Beijing, without waiting for signs of dialogue, replied with a counter -move: rates up to 15% of 14 billion dollars of American imports. The arm wrestling is rekindled without preambles, with the risk of dragging the entire global commercial chessboard in yet another escalation.
Commercial exchanges of billionaires between China and the USA
The commercial exchange between the United States and China is an unstoppable machine, capable of grinding colossal volumes. In 2024 he passed i 530 billion dollarsconfirming Beijing as a pillar of the supply for Washington. In 2022 he had already touched 690 billion, touching the records of the past.
From American shelves to assembly chains, Chinese products are omnipresent: electronics, machinery, textiles and clothing fill the shipments to the United States. But Beijingdespite the tensions, does not stop Take for American agricultural productsin particular soy, and remains dependent on its exports to feed its economy in an increasingly fragmented market.
Industrial strategies and accusations of unfair competition
Chinese government support for its industries continues to be one of the hottest points of the clash with the United States. Washington accuses Beijing of subsidize massively their own industrial giantscreating a competitive advantage that distorts the global market. Despite the protectionist measures launched in recent years, Chinese products maintain a dominant presence, around barriers and remaining essential for the western production chains.
While the United States raises the shot, Beijing does not stay to watch: China responds to the duties. The retaliation came with rates between 10% and 15% of 14 billion dollars of American imports, hitting strategic sectors. In the viewfinder the Liquefied natural gasThe coalthe agricultural equipment and the luxury cars.
China also plays The rare lands charter (a group of 17 fundamental chemical elements to produce advanced technologies), critical asset for the US technological and defense industry, sending an unequivocal signal: the clash has entered a new phase, and no one can afford to underestimate the consequences.
Rates and negotiations: a story of clashes and tree
We do not make words, the clash is between two empires. The arm wrestling between Washington and Beijing is a script already seen, but this time the protagonists seem even more determined to not give ground. During the first term of Trump, the American administration decided to play the custom -barriers card on hundreds of billions of dollars of Chinese products. Beijing replied blow by blow, dragging the two superpowers in a commercial war that rewritten the dynamics of global trade. The “phase one” of the next agreement should have signed one respitewith China committed to buying US goods for 200 billion dollars. But then the pandemic came, and only the intention remained of those commitments.
Now the climate overheats again.
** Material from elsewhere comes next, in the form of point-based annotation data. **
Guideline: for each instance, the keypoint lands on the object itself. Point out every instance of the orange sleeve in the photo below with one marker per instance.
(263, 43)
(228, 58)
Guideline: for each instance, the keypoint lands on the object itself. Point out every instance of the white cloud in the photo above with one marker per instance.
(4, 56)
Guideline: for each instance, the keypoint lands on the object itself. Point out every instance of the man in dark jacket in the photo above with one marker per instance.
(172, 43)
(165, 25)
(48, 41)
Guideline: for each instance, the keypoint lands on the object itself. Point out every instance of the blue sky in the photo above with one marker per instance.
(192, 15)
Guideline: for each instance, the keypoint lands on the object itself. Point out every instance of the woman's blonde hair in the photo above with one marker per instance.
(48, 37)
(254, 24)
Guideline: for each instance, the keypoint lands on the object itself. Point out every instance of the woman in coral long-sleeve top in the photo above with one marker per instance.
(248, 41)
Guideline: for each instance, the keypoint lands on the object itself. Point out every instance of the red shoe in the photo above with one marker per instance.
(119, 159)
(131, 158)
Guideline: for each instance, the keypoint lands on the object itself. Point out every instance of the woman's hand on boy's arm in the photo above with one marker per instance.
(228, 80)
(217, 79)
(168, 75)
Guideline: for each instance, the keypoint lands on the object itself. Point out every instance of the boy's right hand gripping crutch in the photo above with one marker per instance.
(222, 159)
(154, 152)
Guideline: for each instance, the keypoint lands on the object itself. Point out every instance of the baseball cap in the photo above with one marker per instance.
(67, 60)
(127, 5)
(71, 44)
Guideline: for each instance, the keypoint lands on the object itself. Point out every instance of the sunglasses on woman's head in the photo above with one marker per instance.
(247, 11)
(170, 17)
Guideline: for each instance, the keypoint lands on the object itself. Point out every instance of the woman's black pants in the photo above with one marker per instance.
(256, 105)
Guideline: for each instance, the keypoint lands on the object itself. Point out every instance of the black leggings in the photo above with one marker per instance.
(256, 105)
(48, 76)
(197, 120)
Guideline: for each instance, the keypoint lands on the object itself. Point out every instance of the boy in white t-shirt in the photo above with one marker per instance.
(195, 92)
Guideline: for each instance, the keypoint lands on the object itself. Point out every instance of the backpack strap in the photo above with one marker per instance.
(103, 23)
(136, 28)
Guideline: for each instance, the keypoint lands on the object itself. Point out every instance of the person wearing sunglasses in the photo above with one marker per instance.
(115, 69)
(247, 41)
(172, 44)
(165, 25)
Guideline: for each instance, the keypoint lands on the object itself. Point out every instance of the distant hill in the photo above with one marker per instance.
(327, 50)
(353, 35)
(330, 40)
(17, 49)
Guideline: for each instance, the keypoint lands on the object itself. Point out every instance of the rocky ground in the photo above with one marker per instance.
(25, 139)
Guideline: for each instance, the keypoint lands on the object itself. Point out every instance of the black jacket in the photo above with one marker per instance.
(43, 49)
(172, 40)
Donald Trump threatens a new duty of 25% on steel and aluminumdusting off the 2018 strategy. Analysts warn from the risk of a domino effect that could involve an even wider range of sectors, from agri -food technology.
Changes of strategy between the American administrations
With the arrival of Joes Biden in the White House, the rates were not eliminated, but the strategy moved to an even more targeted front: the block for the export of semiconductor and sensitive technologies towards Beijing. Washington wanted to prevent China from exploiting strategic components for the military and industrial sector. Meanwhile, new restrictions affected the production of electric vehicles and batteries, with the aim of containing the wave of low -cost Chinese products that was overwhelming western competitiveness.
Then, the challenge glove became even heavier. Last May, the United States sank a hit of $ 18 billion against Chinese imports, with higher rates on electric cars and semiconductors. Trump’s return to the White House reopened the commercial dossier with an even more ruthless approach: New duties, less concessions, harder rhetoric.
If Chinese products no longer find space in the United States, they could pour into mass on other marketsincreasing the exchange with emerging economies such as Mexico, Vietnam, Indonesia and India.